Tiktok received a fine of 530 million euros ($ 600 million) on Friday for violating a Device Privacy Act of the European Union after regulators discovered that the company had incorrectly transferred the personal data of users to China.
The Irish Data Protection Commission, which announced the fine, said that Tiktok did not adequately protect the data from its users in Europe, including some that were available for staff in China, contrary to the Data Protection Regulations for the European Union.
The fine is one of the largest imposed under the law and contributes to the challenges with which the Chinese owner of Tiktok, Bytedance, is amid an American attempt to force the sale of the platform to a non-Chinese company or to be banned in the United States. The Irish authorities said Tiktok would be ordered to suspend data transfer to China within six months if it did not meet certain requirements.
European supervisors said that the weak guarantees of Tiktok endanger information about users in the 27-country block. The Irish authorities said that the Chinese government could have gained access to the data of those users under its anti-terrorism and anti-espionage laws.

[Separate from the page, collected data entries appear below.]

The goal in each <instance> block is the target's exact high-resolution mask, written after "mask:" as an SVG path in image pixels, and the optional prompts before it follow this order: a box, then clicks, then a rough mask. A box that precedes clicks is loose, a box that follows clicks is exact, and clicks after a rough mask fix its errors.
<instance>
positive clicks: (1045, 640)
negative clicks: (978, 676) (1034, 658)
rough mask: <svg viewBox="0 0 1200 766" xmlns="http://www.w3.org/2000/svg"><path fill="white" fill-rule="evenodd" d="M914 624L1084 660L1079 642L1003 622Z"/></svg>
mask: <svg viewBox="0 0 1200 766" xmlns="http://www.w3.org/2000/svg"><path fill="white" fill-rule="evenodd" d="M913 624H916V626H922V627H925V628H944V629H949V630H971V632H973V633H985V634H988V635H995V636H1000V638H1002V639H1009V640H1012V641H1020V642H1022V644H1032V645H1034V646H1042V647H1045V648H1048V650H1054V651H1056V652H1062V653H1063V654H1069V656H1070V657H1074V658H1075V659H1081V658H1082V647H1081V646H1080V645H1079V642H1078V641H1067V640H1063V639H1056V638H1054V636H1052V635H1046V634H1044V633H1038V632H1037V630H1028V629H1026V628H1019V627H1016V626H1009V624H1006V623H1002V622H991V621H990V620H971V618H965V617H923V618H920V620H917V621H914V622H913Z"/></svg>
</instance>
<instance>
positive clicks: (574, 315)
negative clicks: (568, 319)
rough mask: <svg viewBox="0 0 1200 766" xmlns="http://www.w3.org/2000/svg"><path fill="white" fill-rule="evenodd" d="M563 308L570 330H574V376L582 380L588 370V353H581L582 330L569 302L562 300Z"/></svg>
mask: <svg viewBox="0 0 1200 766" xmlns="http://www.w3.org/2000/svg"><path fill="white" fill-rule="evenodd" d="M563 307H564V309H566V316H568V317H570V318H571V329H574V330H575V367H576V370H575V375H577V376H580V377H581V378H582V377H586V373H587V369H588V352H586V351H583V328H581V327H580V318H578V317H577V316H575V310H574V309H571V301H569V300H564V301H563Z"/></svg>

Tiktok, which has around 175 million users throughout Europe, said in a statement that it meets the European Union laws. The company has “never received a request for European user data from the Chinese authorities and has never provided European user data to them,” said Tiktok.
Tiktok said it was planning to appeal against the decision, a movement that could set up judicial battle for a year with the Irish government, which is the most important regulator of Tiktok in Europe. The European headquarters of Tiktok is located in Ireland and its government is responsible for maintaining the General Data Protection Regulation.
Tiktok said that the Irish Data Protection Commission did not take into account an initiative of 2023 to spend € 12 billion on Hek in data from users in the European Union. The project included the construction of a data center in Finland.
“These prevailing risks are in danger of forming a precedent with far -reaching consequences for companies and entire industries throughout Europe that work on a global scale,” Tiktok said in a statement.
On Friday, Irish regulators said Tiktok said last month that it had discovered that a “limited” amount of users were stored on servers in China after it had repeatedly denied.
European users were not offered a level of protection that are essentially equivalent to that guaranteed within the EU, “said Graham Doyle, deputy commissioner of the Irish Data Protection Commission, in a statement.